サンスターが本格的にDXに取り組み始めたのは2019年1月から。決して早いスタートとは言えませんが、既存のITの改善程度ではこれから先の競争に勝ち残れない、という危機感が理由だったそうです。前回紹介したセブン&アイ・ホールディングス、荏原製作所と同様に、“攻めのDX”と分けて“守りのDX”を推進。電子ワークフローの導入や社内インフラの改革などの取り組みが功を奏し、2020年4月に緊急事態宣言が発令された際は、間接部門の100%近くがすぐにテレワーク体制に移行できたそうです。

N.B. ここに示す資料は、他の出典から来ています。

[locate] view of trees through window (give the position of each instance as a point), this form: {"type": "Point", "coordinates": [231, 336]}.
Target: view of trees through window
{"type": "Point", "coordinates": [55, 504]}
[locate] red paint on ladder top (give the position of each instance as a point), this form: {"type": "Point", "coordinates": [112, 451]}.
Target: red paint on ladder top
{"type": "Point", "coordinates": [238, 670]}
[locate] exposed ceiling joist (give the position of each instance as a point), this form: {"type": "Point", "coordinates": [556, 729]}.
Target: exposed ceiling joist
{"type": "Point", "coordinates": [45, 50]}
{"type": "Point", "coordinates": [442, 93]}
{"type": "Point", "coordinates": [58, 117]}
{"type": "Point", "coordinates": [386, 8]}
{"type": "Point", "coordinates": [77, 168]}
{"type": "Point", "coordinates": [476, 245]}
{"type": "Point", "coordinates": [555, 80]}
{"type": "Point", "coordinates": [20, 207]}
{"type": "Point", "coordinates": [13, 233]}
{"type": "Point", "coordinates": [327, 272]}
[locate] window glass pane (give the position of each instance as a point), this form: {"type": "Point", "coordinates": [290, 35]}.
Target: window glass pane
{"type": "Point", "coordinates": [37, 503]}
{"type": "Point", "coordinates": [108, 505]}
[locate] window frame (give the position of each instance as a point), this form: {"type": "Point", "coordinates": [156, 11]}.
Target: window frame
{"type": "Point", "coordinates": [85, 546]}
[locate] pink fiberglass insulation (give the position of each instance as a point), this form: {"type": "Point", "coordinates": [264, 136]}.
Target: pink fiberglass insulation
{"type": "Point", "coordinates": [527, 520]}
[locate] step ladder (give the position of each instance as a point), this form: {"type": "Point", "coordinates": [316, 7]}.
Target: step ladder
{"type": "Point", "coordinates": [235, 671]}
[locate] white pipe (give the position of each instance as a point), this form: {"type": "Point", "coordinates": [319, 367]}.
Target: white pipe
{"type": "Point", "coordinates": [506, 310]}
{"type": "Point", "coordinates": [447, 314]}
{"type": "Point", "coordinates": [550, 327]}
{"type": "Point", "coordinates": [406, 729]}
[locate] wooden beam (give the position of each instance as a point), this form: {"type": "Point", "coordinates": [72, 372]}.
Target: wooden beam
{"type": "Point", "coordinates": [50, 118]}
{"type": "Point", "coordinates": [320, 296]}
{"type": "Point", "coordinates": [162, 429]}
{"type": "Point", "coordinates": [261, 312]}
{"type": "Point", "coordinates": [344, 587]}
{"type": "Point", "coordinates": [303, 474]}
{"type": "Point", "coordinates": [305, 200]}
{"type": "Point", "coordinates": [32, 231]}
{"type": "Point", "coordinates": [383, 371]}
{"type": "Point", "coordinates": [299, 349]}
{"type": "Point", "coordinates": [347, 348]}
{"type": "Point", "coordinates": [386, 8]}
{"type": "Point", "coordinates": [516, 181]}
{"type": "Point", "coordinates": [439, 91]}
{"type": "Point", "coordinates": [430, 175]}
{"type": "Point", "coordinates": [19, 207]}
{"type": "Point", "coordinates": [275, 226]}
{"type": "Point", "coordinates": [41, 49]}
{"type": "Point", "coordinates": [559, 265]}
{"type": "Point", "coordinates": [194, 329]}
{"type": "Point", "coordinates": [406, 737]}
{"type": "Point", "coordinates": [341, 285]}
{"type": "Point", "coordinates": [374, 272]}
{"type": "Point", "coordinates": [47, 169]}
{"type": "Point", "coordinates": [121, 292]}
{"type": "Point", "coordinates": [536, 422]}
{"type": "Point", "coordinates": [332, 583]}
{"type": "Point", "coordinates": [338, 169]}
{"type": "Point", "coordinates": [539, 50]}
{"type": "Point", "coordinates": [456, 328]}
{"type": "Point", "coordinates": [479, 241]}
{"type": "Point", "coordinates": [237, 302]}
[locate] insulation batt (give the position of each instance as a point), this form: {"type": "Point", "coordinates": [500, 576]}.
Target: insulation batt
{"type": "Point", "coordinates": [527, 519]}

そんな同社が、ITツールやシステムを無理なく業務に取り入れてもらうために実施したのが、社内のカルチャーやマインドを変えていくことでした。といっても、よくあるように、いきなり全社員に変化を求めたのではありません。まずは社内のアーリーアダプター(流行に敏感で新商品や新サービスを早期に受け入れる層)に働きかけ、そこからアーリーマジョリティ(アーリーアダプターに追随する層)へと広げていくという、いわば、マーケティング理論として有名な「イノベーター理論」のようなやり方をとったということです。

参考
“攻めのDX”でマーケティングを革新、“守りのDX”で業務プロセスを革新~サンスター株式会社~|関西DX推進プラットフォーム事業

もちろん、以上紹介した手法や事例はあくまで一例であり、絶対的な正解という訳ではありません。しかし、ビジネス環境の変化が激しい現代においては、企業文化もアップデートを怠ると固定観念と変わらなくなり、ビジネス変革の足かせになってしまうのは前回も述べた通りです。“守りのDX”とは、いわば“企業文化を変革”すること。業務や慣習に柔軟性・俊敏性を付与することです。2022年、DXの最初の一歩として、“守りのDX”で“企業文化の変革”に取り組んでみるのも良いかもしれません。